Pennsylvania has extended this judicial privilege to witnesses in judicial proceedings. In Ginsberg v. Halpern, 383 Pa. 178, 180, 118 A. 2d 201, 202 (1955), the Pennsylvania Supreme Court adopted the Restatement, 2d, Torts, §588, which states: “A witness is absolutely privileged to publish defamatory matter concerning another in communications prehminary to a proposed judicial proceeding or as a part of a judicial proceeding in which he is testifying, if it has some relation to the proceeding.” While this section does not specifically state that grand jury witnesses are included in the protection afforded by this section, comment F to Restatement, 2d, Torts, §589, states that “Witnesses testifying before the grand jury are protected under the rule stated in §588.”

While there are no Pennsylvania cases which specifically state that grand jury witnesses are protected by judicial immunity, the policy reasons set forth to justify this immunity to participants in judicial proceedings seem to apply equally to grand jury proceedings. Grand jurors under common law have historically been protected: Butz v. Economow, 438 U.S. 478, 57 L.Ed. 2d 895, 919 (1978); Imbler v.

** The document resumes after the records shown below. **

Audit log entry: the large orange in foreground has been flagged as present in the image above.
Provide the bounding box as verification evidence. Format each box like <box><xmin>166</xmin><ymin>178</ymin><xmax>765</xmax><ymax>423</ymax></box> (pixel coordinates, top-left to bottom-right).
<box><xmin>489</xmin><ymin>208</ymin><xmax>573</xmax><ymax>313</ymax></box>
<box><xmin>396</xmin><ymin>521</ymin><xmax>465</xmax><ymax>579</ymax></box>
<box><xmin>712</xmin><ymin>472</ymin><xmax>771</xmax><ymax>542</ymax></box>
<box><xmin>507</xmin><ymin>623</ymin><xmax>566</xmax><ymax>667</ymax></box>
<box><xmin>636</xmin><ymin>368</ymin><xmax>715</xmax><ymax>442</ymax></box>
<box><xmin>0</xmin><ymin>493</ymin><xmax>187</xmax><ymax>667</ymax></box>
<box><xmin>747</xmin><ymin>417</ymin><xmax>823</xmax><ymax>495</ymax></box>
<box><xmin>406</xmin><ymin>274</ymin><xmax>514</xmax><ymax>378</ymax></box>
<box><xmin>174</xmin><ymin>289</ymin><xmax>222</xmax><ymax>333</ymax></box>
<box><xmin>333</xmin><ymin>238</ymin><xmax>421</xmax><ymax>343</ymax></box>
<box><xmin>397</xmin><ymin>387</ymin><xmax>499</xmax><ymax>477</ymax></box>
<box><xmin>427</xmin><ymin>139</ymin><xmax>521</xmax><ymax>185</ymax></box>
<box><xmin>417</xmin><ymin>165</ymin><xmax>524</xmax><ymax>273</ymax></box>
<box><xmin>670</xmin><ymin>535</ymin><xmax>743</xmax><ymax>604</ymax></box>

Pachtman, 424 U.S. 409, 422-23, n.20 (1976). Moreover, it is a function of the court to supervise grand juries and control their proceedings: Pirillo v. Takiff, 462 Pa. 511, 524, 341 A. 2d *89896, 902 (1975); In re January 1974 Special Investigating Grand Jury, 238 Pa. Superior Ct. 479, 482, 357 A. 2d 628, 630 (1976). Therefore, grand jury proceedings are clearly judicial proceedings, and grand jury witnesses have the same immunity from civil suit based on their testimony as do witnesses in other judicial proceedings. See State v. Tillett, 111 So. 2d 716 (Fla. 1959); Com. v. Duncan, 127 Ky. 47, 53, 104 S.W. 997, 999 (1907); Schultz v. Strauss, 127 Wis. 325, 106 N.W. 1066 (1906). Indeed, this absolute immunity has been recently extended to witnesses before legislative committees: Jennings v. Cronin, _Pa. Superior Ct__, 389 A. 2d 1183 (1978).

The only qualification which seems to be placed on the immunity granted to judicial witnesses is that the privileged testimony must be relevant and pertinent to the proceedings: Greenberg v. Aetna Insurance Company, supra; Barto v. Felix, 250 Pa. Superior Ct. 262, 266, 378 A. 2d 927, 929 (1977); Restatement, 2d, Torts, §588. Where the relevancy and pertinency of the testimony is in question, all doubt should be resolved in favor of relevancy and pertinency: Greenberg v. Aetna Insurance Company, supra. Since plaintiff has not averred in his complaint that the testimony was not relevant and pertinent to the grand jury investigations, it can be inferred that the testimony was relevant and pertinent.

ORDER

And now, April 2, 1979, it is hereby ordered and decreed that defendant’s preliminary objections are sustained, and that plaintiff’s complaint is dismissed.